SLM8—Psychedelics as Windows, Not Solutions
Explains why psychedelics reliably open temporary plasticity windows by resetting autonomic balance, while emphasizing why disruption alone rarely produces durable change.
SLM9—Constraint Installation During Plasticity Windows
Shows how precisely timed, embodied, and relational constraints can recalibrate simulation machinery and reward systems while the brain is biologically capable of rewiring.
Examines the clinical trial relapse data as a dataset, explains why plasticity windows are actively closed by dedicated biological machinery, and argues that the field’s current model of integration fails because it operates at the wrong level of mechanism.
Nāhua serves more than one kind of person—and more than one kind of problem.
Some guests arrive carrying acute distress: depression, anxiety, trauma, grief. Others arrive functional on the surface but profoundly disoriented beneath it—successful, capable, and stuck in ways that standard explanations fail to capture.
The Signal LossModel (SLM) exists for the latter group.
This index introduces a limited 10-part scientific series exploring the model that explains a specific, predictable form of psychological collapse seen most often in high-functioning, post-achievement, or chronically overextended individuals. It is not a universal theory of mental illness, and it is not the sole rationale for Nāhua. It is one operating system within a broader therapeutic architecture.
What SLM Is and Is Not
SLM is a mechanistic model, not a diagnosis.
It explains how certain minds fail because the environments that once constrained and organized them have either disappeared or become unsustainable. These are not “weak” or “broken” minds.
Specifically, SLM addresses what Nāhua internally refers to as the Achievement Paradox transition: the moment when the cognitive machinery that once produced success begins producing suffering instead.
SLM does not attempt to explain:
Primary trauma disorders (PTSD)
Typical Major Depressive Disorder (MDD)
Generalized Anxiety Disorder (GAD)
Severe psychiatric pathology
Many Nāhua guests fall outside the SLM profile—and are supported using different models, sequences, and emphases.
The Model, Defined
The Signal Loss Model is not a single theory. It is the emergent intersection of three well-defined mechanisms, each insufficient on its own, but explanatory in combination.
SLM = UC + ND + PRD
1. Untethered Cognition (UC)
A cognitive-architectural account of how advanced human cognition , often referred to as “simulation” in the scientific literature (planning, abstraction, narrative identity), depends on continuous real-world calibration—and what happens when that constraint is lifted or becomes pathological.

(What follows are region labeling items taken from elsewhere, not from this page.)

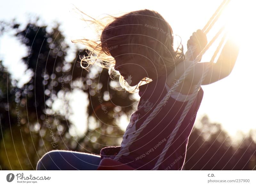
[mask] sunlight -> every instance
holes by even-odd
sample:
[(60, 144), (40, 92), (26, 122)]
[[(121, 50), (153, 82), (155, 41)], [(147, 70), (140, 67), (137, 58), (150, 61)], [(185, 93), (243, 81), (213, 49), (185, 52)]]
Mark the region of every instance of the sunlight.
[[(251, 19), (256, 16), (252, 10), (253, 2), (231, 1), (221, 16), (220, 20), (225, 23), (229, 37), (241, 45), (253, 47), (255, 29)], [(253, 45), (252, 45), (253, 43)]]

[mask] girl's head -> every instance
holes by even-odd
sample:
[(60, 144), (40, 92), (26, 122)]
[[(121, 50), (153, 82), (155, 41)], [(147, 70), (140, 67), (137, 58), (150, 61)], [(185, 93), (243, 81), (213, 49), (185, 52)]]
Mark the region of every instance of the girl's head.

2. Neuroimmune Dysregulation (ND)
A biological account of how chronic stress, unresolvable threat modeling, and autonomic imbalance produce persistent low-grade inflammation that suppresses neuroplasticity and locks maladaptive patterns in place.

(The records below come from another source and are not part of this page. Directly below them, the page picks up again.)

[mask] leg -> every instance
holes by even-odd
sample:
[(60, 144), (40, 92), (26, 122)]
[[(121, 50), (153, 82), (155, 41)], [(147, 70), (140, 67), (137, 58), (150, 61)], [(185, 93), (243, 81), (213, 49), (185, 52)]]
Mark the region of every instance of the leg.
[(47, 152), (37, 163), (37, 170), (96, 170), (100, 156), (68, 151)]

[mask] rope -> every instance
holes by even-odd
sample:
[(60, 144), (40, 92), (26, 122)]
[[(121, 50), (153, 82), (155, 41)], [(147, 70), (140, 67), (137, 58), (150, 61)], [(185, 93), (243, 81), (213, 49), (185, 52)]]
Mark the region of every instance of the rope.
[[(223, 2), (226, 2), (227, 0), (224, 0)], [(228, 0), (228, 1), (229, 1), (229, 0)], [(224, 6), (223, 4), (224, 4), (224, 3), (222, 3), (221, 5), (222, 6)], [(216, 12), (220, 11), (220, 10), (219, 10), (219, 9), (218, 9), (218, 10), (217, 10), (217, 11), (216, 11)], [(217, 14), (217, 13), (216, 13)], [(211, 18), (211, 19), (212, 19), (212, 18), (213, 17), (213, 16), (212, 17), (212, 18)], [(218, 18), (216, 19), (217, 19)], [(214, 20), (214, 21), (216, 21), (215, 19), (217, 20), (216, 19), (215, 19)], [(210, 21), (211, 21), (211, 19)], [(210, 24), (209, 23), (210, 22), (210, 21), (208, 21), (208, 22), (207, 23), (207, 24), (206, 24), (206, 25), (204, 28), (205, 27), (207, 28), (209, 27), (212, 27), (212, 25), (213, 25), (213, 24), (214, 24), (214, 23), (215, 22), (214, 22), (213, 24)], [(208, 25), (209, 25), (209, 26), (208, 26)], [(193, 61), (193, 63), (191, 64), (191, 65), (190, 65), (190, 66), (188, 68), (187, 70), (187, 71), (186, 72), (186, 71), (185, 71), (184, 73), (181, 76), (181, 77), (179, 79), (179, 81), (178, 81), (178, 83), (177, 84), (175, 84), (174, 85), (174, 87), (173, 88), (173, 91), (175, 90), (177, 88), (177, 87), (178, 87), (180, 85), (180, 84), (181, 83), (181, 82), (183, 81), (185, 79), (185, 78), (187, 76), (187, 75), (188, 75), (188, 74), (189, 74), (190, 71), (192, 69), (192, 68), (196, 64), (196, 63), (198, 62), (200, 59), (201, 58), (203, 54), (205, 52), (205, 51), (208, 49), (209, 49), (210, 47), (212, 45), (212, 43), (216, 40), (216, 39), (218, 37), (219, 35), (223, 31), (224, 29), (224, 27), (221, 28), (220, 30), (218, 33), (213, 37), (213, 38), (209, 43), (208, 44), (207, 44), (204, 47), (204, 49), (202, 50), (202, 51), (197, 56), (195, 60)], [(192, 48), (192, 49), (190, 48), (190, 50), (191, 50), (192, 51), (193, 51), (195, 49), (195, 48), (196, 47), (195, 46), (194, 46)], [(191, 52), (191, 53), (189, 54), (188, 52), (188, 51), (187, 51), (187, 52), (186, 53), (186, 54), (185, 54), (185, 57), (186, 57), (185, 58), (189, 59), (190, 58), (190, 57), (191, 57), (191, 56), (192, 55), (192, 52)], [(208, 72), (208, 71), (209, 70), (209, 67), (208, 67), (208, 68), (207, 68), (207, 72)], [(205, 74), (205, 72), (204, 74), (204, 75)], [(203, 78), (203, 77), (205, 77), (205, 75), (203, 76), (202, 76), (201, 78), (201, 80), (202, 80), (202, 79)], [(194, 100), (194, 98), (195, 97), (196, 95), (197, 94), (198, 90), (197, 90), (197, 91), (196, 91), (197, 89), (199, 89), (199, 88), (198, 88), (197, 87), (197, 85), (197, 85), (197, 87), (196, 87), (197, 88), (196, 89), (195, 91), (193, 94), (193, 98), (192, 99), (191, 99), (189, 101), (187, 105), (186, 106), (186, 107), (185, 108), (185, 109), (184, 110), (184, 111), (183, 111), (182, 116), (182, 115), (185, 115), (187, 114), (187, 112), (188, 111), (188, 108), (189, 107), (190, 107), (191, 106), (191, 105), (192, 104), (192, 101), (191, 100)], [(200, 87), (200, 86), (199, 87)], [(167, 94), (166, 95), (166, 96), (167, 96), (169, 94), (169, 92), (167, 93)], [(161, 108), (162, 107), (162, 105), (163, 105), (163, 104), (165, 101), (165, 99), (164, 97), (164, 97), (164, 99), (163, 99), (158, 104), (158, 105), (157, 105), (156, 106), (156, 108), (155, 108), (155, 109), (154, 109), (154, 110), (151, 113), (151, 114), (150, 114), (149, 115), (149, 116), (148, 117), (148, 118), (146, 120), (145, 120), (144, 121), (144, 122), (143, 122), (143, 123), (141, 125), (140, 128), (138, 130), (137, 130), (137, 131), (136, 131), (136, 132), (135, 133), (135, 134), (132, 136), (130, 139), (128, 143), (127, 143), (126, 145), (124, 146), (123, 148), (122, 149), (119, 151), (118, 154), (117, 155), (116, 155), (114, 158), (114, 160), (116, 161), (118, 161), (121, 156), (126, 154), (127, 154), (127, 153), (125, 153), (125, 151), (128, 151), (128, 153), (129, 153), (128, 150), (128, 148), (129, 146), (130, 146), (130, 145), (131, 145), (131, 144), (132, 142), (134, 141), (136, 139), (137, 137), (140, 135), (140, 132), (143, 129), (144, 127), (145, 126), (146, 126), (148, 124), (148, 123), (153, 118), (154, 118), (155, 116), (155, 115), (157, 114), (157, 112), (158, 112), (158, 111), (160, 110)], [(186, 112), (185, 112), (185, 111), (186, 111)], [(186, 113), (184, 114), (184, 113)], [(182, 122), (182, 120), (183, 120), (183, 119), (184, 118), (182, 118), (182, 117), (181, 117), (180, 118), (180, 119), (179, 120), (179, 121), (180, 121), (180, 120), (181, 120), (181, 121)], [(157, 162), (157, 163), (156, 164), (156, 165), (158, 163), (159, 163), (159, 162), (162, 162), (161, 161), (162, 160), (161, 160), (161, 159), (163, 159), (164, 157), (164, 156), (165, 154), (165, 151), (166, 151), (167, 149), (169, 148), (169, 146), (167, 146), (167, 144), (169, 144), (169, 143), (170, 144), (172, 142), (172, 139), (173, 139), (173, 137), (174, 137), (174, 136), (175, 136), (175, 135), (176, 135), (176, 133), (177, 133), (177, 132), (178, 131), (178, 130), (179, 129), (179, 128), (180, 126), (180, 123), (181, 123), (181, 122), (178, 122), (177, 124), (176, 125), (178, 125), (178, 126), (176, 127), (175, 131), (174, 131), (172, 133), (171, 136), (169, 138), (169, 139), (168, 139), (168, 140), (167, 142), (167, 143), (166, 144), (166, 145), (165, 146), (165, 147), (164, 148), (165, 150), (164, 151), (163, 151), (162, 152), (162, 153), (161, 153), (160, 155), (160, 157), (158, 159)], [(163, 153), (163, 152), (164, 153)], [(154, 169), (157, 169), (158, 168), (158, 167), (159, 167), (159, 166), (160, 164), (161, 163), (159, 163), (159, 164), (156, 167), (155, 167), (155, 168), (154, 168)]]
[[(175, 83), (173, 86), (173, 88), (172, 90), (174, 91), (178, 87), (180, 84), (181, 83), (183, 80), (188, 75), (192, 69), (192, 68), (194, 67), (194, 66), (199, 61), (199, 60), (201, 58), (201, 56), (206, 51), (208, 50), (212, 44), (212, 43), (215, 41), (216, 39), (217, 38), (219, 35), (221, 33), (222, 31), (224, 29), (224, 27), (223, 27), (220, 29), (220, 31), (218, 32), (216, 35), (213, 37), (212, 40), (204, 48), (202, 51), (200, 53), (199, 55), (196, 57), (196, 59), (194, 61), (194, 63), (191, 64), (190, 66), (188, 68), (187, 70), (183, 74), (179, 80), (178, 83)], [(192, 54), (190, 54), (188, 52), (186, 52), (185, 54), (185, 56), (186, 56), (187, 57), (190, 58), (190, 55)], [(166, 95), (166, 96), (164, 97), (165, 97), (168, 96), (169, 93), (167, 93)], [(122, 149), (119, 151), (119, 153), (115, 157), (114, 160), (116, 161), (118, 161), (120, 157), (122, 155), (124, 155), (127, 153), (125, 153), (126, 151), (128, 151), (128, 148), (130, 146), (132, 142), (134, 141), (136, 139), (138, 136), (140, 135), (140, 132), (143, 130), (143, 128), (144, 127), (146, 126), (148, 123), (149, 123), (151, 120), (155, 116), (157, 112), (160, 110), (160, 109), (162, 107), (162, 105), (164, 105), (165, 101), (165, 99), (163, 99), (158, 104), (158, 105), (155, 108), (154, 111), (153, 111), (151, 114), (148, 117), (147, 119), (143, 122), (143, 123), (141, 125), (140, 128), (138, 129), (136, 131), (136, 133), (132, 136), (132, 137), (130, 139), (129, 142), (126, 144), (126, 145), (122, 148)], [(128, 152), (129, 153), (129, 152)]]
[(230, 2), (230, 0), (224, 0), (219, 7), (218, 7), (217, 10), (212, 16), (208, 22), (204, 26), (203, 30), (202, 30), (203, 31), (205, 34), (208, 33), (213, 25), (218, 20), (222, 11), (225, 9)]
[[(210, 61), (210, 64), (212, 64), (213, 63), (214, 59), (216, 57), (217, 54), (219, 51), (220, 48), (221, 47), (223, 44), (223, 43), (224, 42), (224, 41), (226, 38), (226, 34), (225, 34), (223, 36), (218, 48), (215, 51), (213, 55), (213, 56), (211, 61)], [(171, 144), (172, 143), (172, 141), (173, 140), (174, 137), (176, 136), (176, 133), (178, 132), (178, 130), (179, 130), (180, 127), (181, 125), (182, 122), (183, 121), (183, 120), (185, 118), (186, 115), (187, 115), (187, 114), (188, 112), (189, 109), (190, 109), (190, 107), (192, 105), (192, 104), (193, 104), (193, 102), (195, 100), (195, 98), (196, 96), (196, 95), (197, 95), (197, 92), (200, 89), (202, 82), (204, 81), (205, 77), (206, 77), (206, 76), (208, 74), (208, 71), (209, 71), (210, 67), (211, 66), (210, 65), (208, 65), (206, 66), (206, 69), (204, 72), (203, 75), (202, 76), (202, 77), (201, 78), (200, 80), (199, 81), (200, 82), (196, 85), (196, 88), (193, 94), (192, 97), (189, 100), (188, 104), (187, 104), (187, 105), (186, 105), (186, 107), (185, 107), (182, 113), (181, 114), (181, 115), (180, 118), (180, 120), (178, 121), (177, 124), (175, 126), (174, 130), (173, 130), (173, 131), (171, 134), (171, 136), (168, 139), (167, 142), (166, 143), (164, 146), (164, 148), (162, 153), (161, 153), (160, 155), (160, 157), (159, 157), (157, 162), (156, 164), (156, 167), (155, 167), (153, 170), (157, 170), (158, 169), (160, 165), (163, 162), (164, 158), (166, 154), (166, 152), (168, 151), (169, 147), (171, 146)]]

3. Pursuit-Reward Decoupling (PRD)
A motivational account of how sustained cortisol elevation downregulates dopamine signaling, causing the external world to lose motivational pull—driving the mind further inward and reinforcing the collapse.
Together, these three mechanisms describe a self-reinforcing system failure:
uncalibrated thinking → chronic stress → inflammation → reward collapse → further internalization.

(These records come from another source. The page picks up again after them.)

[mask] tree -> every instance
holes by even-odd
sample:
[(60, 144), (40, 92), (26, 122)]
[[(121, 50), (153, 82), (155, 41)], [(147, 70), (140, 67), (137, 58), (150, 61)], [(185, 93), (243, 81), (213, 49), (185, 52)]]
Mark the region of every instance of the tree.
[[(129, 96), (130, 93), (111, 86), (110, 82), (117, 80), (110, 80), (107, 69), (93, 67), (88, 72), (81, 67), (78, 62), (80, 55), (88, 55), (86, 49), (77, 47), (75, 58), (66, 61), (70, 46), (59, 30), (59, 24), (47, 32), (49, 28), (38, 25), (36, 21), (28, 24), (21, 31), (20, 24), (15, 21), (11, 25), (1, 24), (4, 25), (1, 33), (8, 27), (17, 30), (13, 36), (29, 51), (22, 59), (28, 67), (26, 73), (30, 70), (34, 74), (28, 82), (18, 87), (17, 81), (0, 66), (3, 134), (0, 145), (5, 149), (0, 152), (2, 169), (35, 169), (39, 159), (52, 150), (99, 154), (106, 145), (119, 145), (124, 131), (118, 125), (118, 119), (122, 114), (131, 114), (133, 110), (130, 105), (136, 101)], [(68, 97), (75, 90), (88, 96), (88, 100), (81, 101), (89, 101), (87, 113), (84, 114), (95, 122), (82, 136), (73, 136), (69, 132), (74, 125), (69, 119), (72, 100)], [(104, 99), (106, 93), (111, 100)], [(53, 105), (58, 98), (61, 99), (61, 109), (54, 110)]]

SLM names that loop, explains why it is stable, and clarifies why many otherwise effective interventions fail when applied in the wrong biological window or environmental context.
Why This Series Exists
This series is not required reading to attend Nāhua.
It exists for three reasons:
For guests who recognize themselves in this pattern and want a rigorous explanation for why insight alone hasn’t been enough.
For clinicians and scientists evaluating Nāhua’s protocol design and theoretical grounding.
For readers interested in the architecture of modern psychological collapse, particularly among high-functioning populations.
Each essay builds on the last. The series is cumulative by design and best read in order.